C'est un film dont en entend parler partout autour du monde depuis qu'il a été présenté à la Quinzaine des réalisateurs l'an passé et qui ébaubit et fait jaser les spectateurs à peu près partout où il est montré. Pourtant c'est un documentaire, au dispositif très minimaliste, quasiment exclusivement composé d'extraits de films et dont les intervenants n'apparaissent jamais à l'écran. Réalisé par Rodney Ascher, un réalisateur de clips passionné par le cinéma, les images et leurs étranges ondes de choc dans la société (son précédent court, The S from Hell, se concentrait sur les traumatismes causés par le logo de Screen Gems, sous-division de la Columbia pour ses programmes de télévision), Room 237 s'intéresse aux diverses théories et exégèses autour de Shining à travers les témoignages de 5 kubrickophiles plus ou moins sains d'esprit et c'est aussi inquiétant que passionnant.
Car depuis l'invention de la VHS, des myriades de passionnés autour du monde se repassent en boucle le grand film d'épouvante de Kubrick pour tenter d'en percer les secrets, et ce bien au-delà des limites raisonnables de la cinéphilie.
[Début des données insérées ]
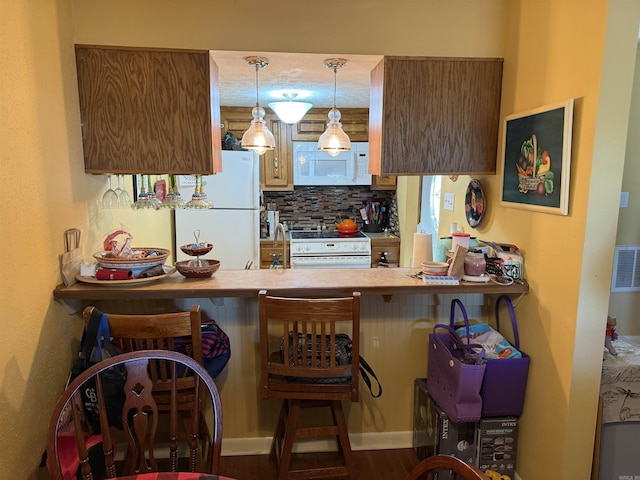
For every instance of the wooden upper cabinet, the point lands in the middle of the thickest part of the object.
(147, 110)
(355, 123)
(276, 166)
(435, 116)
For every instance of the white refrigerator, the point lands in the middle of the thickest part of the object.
(233, 224)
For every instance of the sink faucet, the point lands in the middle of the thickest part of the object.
(280, 228)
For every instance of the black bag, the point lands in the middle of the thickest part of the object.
(343, 354)
(96, 346)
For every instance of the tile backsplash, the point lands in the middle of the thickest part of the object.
(306, 207)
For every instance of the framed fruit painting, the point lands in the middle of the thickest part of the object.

Tous les films de l'Américain sont bien sûr des invitations à l'exégèse approfondie, où aucune ambiguité ne déborde de l'écran de manière arbitraire; mais Shining en particulier semble encourager les lunatics à venir y cultiver hypothèses extravagantes et marronniers des théories conspirationnistes. Dans tous ceux évoqués par les 5 allumés anonymes de Room 237, il ne manque guère que cette bonne vieille théorie du complot Illuminati qui fait fureur dans les cours des collèges autour du monde, mais ça doit être une histoire de génération.
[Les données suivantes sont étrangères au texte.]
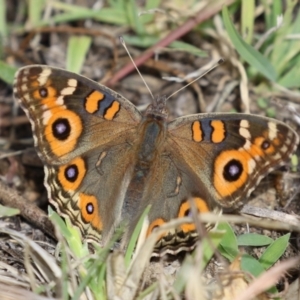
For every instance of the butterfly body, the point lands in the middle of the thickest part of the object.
(105, 161)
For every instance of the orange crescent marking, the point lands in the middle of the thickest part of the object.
(94, 217)
(92, 101)
(218, 134)
(65, 183)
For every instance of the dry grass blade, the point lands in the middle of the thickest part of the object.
(14, 293)
(267, 279)
(39, 264)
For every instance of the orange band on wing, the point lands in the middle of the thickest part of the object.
(219, 132)
(112, 111)
(92, 101)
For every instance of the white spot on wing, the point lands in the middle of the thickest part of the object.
(46, 117)
(68, 91)
(72, 82)
(251, 165)
(42, 79)
(245, 133)
(244, 124)
(272, 130)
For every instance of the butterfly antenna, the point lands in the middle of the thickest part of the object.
(125, 47)
(220, 61)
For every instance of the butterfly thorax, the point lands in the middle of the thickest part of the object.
(152, 132)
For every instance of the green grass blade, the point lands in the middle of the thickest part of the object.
(247, 19)
(35, 9)
(135, 235)
(133, 18)
(8, 211)
(253, 239)
(291, 78)
(78, 47)
(228, 246)
(247, 52)
(7, 73)
(274, 251)
(182, 46)
(3, 25)
(251, 265)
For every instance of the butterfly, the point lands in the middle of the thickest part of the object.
(105, 162)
Ils s'appellent donc Bill Blakemore, Juli Kearns, Jay Weidner, Geoffrey Cocks et John Fell Ryan, ils ont les yeux grands ouverts, ils ont tous l'air en premier lieu relativement cultivés et relativement sensés. Ils traquent les symboles et signes indiens dans les boîtes de conserve, les minotaures au milieu des labyrinthes, les références au génocide des Indiens d'Amérique ou à l'Allemagne nazie dans les multiples du chiffre 7 ou le chiffre 1942; ils se projettent simultanément le film à l'endroit et à l'envers ou établissent des cartes détaillées de l'Hotel Overlook pour dénicher liens secrets, symboliques, aberrations spatiales; ils guettent les pseudo erreurs de continuité, les manipulations subliminales et tout ce qui gît sur les côtés, symboles sur les moquettes, orientation des meubles, autoportraits cachés dans les nuages.
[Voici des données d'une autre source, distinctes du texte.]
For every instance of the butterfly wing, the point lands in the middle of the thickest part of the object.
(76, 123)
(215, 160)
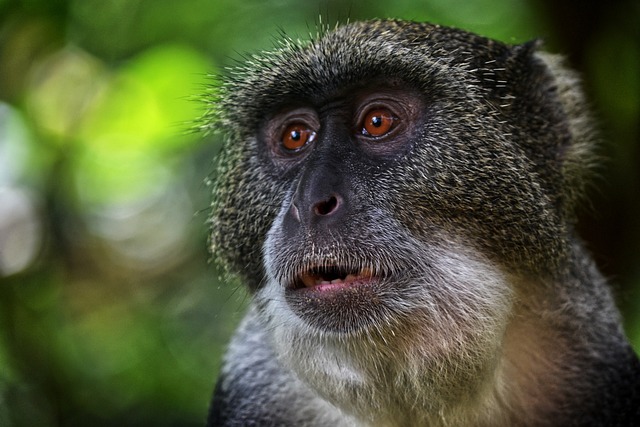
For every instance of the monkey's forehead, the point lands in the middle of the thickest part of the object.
(353, 54)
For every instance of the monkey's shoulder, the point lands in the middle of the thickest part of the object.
(255, 389)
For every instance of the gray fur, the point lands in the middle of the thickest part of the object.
(488, 310)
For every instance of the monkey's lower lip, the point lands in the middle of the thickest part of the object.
(332, 278)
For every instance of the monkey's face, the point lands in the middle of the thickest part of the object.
(350, 253)
(377, 188)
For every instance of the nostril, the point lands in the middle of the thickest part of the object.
(326, 207)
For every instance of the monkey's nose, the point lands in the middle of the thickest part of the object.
(322, 208)
(328, 206)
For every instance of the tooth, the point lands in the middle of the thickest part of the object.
(309, 281)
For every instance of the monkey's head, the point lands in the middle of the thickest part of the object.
(380, 188)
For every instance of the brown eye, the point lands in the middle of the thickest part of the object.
(377, 122)
(296, 136)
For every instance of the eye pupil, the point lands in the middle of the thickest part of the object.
(296, 136)
(378, 122)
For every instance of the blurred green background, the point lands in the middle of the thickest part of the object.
(111, 312)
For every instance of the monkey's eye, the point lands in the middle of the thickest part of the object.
(377, 122)
(296, 136)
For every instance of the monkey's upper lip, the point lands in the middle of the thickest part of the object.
(331, 277)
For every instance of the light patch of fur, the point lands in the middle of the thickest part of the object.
(432, 361)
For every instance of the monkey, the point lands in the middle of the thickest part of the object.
(400, 200)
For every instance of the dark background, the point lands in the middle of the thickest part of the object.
(111, 313)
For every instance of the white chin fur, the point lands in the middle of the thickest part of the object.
(428, 365)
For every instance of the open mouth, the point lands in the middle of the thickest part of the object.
(331, 277)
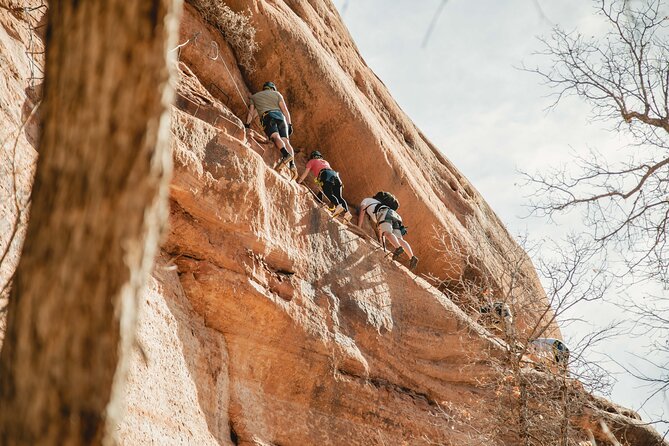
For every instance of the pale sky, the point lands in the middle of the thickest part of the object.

Et sans la moindre ironie ou distance surplombante, Ascher accompagne la voix et les mots de ses intervenants plan par plan, avec usages extensifs des ralentis et des arrêts sur image. C'est par là que le film devient passionnant, confondant volontairement les théories les plus délirantes (dont la plus majestueuse: Kubrick aurait réalisé la vidéo du (faux) premier pas (avéré) sur la Lune et Shining serait une mise en abyme de ses remords) et celles qui restent du côté de l'art, de la physique quantique et des horreurs de l'histoire.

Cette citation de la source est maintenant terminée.